Meerkat Privacy is a collaborative project aimed at making website privacy policies understandable for everyday users. As Web Developer, I focused on three areas: integrating the OpenAI (ChatGPT) API with our crawling pipeline, building the marketing/onboarding website, and designing the end-to-end UX flow (including a preference panel and risk-scoring UI). The result is a practical browser extension that surfaces plain-language takeaways right inside the browsing experience.
Key Feature
Analysis
Dashboard
Options
Problem / Challenge
Privacy policies are long, legalistic, and time-consuming to read.
Users lack quick, trustworthy summaries about data collection, sharing, and risks.
Insights should appear in context (in the browser), not on a separate, hard-to-find page.
Goals & Approach
Goals
Deliver concise, readable summaries of policies.
Provide risk visibility (e.g., data sharing, tracking, retention).
Offer a simple onboarding so users know how/when summaries appear.
Approach
Use web crawlers to fetch relevant policy sections (collection, usage, third-party sharing).
Send content to OpenAI’s API with structured prompts to produce sectioned, scannable summaries.
Present results in a browser extension popup with a preference panel and risk scoring.
Support the experience with a website for feature overview and onboarding.
Team & My Role
Collaboration: Worked in a cross-functional team (engineers + design).
My Role: Full-Stack Developer / UX Contributor
API Integration: Implemented the ChatGPT API flow and wired it to our crawlers; handled chunking, retry, and error states.
Frontend Website: Built the project website to showcase features and provide user onboarding.
UX Design: Designed the end-to-end UX flow, including preference panel (controls for depth/sections) and a scoring system that surfaces risk at a glance.
Development Process
Tech Stack
Chrome Extension APIs
Web Crawlers / scraping pipeline
OpenAI (ChatGPT) API
Key Implementation Details (my contributions)

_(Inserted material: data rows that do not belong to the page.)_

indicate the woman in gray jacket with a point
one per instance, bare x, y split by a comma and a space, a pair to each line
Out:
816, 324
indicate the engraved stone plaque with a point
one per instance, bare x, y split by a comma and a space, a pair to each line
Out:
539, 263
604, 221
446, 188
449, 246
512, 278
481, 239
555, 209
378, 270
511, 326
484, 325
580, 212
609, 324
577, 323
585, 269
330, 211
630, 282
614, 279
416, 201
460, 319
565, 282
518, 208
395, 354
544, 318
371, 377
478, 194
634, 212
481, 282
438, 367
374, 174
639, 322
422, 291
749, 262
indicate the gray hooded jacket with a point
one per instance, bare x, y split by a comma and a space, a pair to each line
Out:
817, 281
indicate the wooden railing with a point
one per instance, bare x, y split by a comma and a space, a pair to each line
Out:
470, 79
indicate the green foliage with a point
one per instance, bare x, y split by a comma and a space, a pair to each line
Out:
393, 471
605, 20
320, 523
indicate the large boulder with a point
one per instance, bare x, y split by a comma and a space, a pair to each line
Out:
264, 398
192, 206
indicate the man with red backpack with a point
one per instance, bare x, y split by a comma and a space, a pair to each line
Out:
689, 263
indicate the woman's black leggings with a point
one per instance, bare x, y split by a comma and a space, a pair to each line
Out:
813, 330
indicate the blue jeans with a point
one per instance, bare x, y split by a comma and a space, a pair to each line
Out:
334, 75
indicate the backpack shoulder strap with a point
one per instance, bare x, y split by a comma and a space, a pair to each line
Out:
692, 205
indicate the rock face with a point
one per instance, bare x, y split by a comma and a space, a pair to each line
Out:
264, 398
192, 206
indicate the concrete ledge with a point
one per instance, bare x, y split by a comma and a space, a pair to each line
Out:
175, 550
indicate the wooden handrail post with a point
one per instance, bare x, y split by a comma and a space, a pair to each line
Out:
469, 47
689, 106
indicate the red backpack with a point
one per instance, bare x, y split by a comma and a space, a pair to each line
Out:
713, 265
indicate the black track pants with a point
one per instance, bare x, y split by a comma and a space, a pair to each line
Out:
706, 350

Policy ingestion: Normalized and chunked long documents before LLM calls to respect token limits and keep latency acceptable.
Structured prompting: Standardized outputs into labeled sections (Data Collected / Usage / Sharing / Retention / User Rights) to avoid vague summaries.
Risk model & UI: Defined a simple scoring rubric and mapped it to visual indicators; integrated a preference panel so users can tune detail level.
Website & onboarding: Built a responsive site explaining the extension’s value, install steps, and how summaries appear during browsing.
Key Features
In-browser summaries: One-click popup with plain-language insights.
Risk scoring: Clear visual signal for potential concerns.